Lorsqu’on entrevoit derrière un enchevêtrement de formes ce qui
pourrait être un groupe de figures composé de deux nus un peu lascifs,
presque imbriqués sur la surface à la manière de ces femmes du Bain
Turc de Ingres, de leur souvenir dans les Demoiselles de Picasso (j’ai
un tableau accroché devant moi qui m’y fait penser), il s’agit d’un souvenir
qui se cherche ou se diffracte, qui s’offre à l’indétermination de la
matière et de la touche prisent pour elles-mêmes. Il ne s’agit donc pas
de peindre sur le motif, mais de peindre d’après une image, des
images. Et même d’après leur souvenir, ce qui équivaut à opérer par
éloignement volontaire de l’origine afin peut-être qu’entre elle et le
tableau puissent s’inviter, comme dans un rêve, tous les caprices
et toutes les combinaisons possibles, tous les rapprochements et tous
les mélanges; et que ça dérive au-delà la simple référence. C’est se
défaire de leur autorité en somme, les considérer comme des
objets du monde. Si bien que les œuvres ne sont plus saisies et
réinvesties sous la forme de citation, mais entant que matière ou
matériau.
Comme si
la peinture se faisait nécessairement à partir de la
peinture. Peindre d’après la peinture. (Cette idée que la peinture s’origine
dans sa propre mise en œuvre ou qu’elle se préexiste toujours comme visée).

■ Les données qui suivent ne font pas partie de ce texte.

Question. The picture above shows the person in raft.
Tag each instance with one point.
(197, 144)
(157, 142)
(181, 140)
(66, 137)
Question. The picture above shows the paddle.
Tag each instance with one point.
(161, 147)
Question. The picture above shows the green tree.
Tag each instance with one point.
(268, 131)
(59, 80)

Chaque chose ne se définit-elle pas par l’usage que l’on en fait? Et même par l’histoire
de cet usage? Il s’est connu des choses dans l’histoire du langage, dans l’histoire
de l’art, qui se préexistaient d’une certaine manière. Dans des sortes de
limbes, elles attendaient qu’un mot les fixe, que des hommes s’en saisissent et
qu’elles soient.1 Dans toute peinture au fond, les gestes anciens de son invention.

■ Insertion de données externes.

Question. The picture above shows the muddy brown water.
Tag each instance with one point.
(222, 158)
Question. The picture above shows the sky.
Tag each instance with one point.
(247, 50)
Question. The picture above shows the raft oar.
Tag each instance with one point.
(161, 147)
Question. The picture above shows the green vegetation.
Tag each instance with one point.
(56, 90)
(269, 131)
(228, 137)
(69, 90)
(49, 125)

« En l’absence de motif direct, ce sont les gestes premiers qui
reprennent le dessus ». Autrement dit, à travers ces souvenirs d’œuvres,
c’est-à-dire, à travers la culture que l’on a de l’art, son
expérience de l’art, ce qui constitue pour soi les manifestations de l’art,
c’est le geste de peindre que l’on cherche. Cette action de maculer, de
tracer, de faire monter une figure depuis la nuit d’avant le verbe. Il a
confirmé : « regarder venir la figure ». Jean-Marie Pontévia écrivait
quelque part : «naissance de l’art signifie apparition de la figure»2, que figure n’était pas
forme mais plutôt rythme ou schème. Il dit que, bizarrement, devant le motif il
s’en tient à une restitution des contacts (formes, lumière, poids...) plus que
du sujet et que son œuvre se constitue alors non pas sous l’aspiration d’une
vision d’ensemble, mais par l’ajout successif
des reprises « bord à bord », se déployant dans l’oubli de ces images premières, depuis elle-même.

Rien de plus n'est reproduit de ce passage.